The failure to deliver on their single biggest promise, repealing the Affordable Care Act, would come to shape the contemporary party’s legacy. But it was, in the early going, the GOP’s struggle with some of the smaller objectives that set a foreboding tone. The notion of cutting $100 billion from the budget in year one, for instance, was plainly impossible; the fiscal year was already halfway over by the time the numbers could be crunched, and the Democrats were never going to rubber-stamp such a steep reduction. No asterisk was attached to that particular guarantee when Republicans made it, however, and conservatives were justifiably irate when Boehner and his team attempted to explain the fine print of why such a cut wasn’t possible.

That initial fight over the $100 billion cut was a watershed. As the new members pressured leadership to keep the promise, it dawned on them that the promise wasn’t meant to be kept. This realization is what began sorting Republicans into two distinct camps: one, representing a vast majority, that observed Boehner’s message about the realities of governing and resigned themselves to a lemonade-making pragmatism; the other, representing a vocal minority, that dismissed Boehner’s call for teamwork and rebelled, convinced that brawling in pursuit of the unattainable was better than accepting half-measures.
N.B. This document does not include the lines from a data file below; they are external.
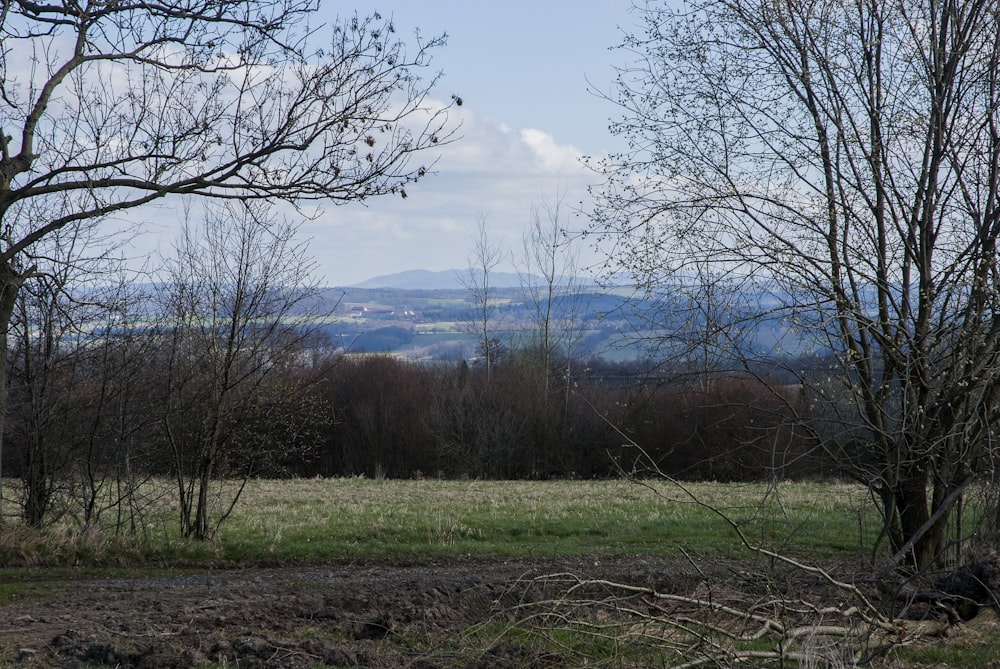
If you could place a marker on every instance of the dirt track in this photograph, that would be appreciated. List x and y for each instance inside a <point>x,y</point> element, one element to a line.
<point>344,615</point>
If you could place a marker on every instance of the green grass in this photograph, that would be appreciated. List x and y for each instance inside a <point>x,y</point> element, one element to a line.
<point>382,519</point>
<point>316,520</point>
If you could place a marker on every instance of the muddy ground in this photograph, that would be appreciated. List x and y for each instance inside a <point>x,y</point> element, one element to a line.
<point>345,615</point>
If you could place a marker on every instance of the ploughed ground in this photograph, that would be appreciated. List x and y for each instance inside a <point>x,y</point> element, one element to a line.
<point>425,615</point>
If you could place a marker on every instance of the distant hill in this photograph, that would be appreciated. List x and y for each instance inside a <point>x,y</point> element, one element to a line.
<point>449,279</point>
<point>422,279</point>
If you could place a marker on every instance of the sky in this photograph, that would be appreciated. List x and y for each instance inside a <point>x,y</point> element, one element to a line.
<point>527,72</point>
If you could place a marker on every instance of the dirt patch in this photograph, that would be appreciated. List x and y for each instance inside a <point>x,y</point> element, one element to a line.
<point>343,615</point>
<point>425,616</point>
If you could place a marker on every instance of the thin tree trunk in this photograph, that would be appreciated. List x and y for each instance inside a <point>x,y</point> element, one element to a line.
<point>10,285</point>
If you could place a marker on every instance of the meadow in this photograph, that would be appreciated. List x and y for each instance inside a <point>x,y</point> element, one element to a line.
<point>355,523</point>
<point>317,520</point>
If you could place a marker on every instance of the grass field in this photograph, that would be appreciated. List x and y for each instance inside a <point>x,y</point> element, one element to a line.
<point>357,520</point>
<point>314,520</point>
<point>348,518</point>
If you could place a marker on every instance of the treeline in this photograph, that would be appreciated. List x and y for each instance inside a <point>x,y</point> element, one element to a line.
<point>109,416</point>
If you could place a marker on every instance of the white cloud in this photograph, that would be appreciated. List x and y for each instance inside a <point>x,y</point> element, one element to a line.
<point>493,170</point>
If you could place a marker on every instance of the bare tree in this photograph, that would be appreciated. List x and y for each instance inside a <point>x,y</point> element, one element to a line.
<point>549,267</point>
<point>843,159</point>
<point>108,106</point>
<point>478,280</point>
<point>233,288</point>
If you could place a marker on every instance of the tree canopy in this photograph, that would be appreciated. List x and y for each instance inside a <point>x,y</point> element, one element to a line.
<point>843,159</point>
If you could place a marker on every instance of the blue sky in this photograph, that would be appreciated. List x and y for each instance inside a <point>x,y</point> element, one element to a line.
<point>522,69</point>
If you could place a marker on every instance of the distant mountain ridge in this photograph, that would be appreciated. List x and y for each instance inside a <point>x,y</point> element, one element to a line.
<point>422,279</point>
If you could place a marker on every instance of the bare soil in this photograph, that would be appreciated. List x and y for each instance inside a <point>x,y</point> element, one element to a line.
<point>343,615</point>
<point>346,615</point>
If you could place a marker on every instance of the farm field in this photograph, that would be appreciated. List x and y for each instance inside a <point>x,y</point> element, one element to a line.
<point>426,573</point>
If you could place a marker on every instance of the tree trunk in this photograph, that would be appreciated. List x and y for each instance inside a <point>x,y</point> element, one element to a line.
<point>10,285</point>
It was a catch-22. Republican leaders envisioned using their majority to demonstrate the party’s capacity for smart, responsible governance, but they had won their majority by mobilizing the conservative base around patently unrealistic promises. They had set themselves up for failure.

“It was two years’ worth of vitriol and venom pointed toward Obama, and once in the majority, they thought we’re going to fix it all. And we were the ones who ratcheted that up—’We can set it straight if you just give us the majority,’” Cantor says. “From conservative radio to the blogosphere to cable TV, the expectations rose to a point where it was just unmanageable.”

Cantor adds, “For those who wanted to suggest that Republicans weren’t fighting hard enough, it was really foolish to think that you were going to beat Obama into submission to abandon everything he stood for—including the bill with his name on it.”

Jordan, the conservative ringleader, calls this a cop-out. Using his chairmanship of the RSC to agitate endlessly against Boehner, Cantor, and the perceived passivity of the GOP leadership, Jordan concedes that some of the party’s stated objectives were doomed to failure. “But the fact is we made a promise to the voters, and we didn’t even try,” he complains. “All too often we would do the wimpy thing. We would try to have the debate, it would last twenty-four hours, and then it’s like, ‘Oh well, we just can’t get it done.’”

Cantor, more than anyone, was at the nexus of this divergence. He was younger and more ideological than Boehner, a fact that did not escape anyone in the conference, including the Speaker. Cantor had personally recruited many of the 2010 candidates and sympathized with their desire to fight, to show their constituents they had done everything possible to get results. Yet the second in command had to be cautious. Undermining Boehner would only fuel the perception of a rivalry between them, plunging the party into deeper polarity. Moreover, as their majority took shape, Cantor found himself increasingly sensitive to Boehner’s plight and dismayed by the Tea Party’s tactics.

“The demands were fine in theory, but put into practice, it just didn’t work,” he says. “Conservatism was always about trying to effect some progress toward limiting the reach of government. It wasn’t being a revolutionary to light it on fire and burn it down to rebuild it. But somehow, that’s what the definition of ‘conservative’ became.”

AS CONGRESS HURTLED TOWARD AN AUGUST DEADLINE TO RAISE THE debt ceiling, a borrowing limit that directs the Treasury Department’s payment of costs already incurred, fratricide was beginning to consume the House GOP. It owed to a self-inflicted strategic wound: Republicans had, upon taking the majority, waived the “Gephardt Rule” that had long allowed the debt ceiling to be raised in pro forma fashion. At the time, Boehner’s team had encouraged the rank and file to view the debt ceiling vote as a leverage point in dealing with Obama. This advice proved costly.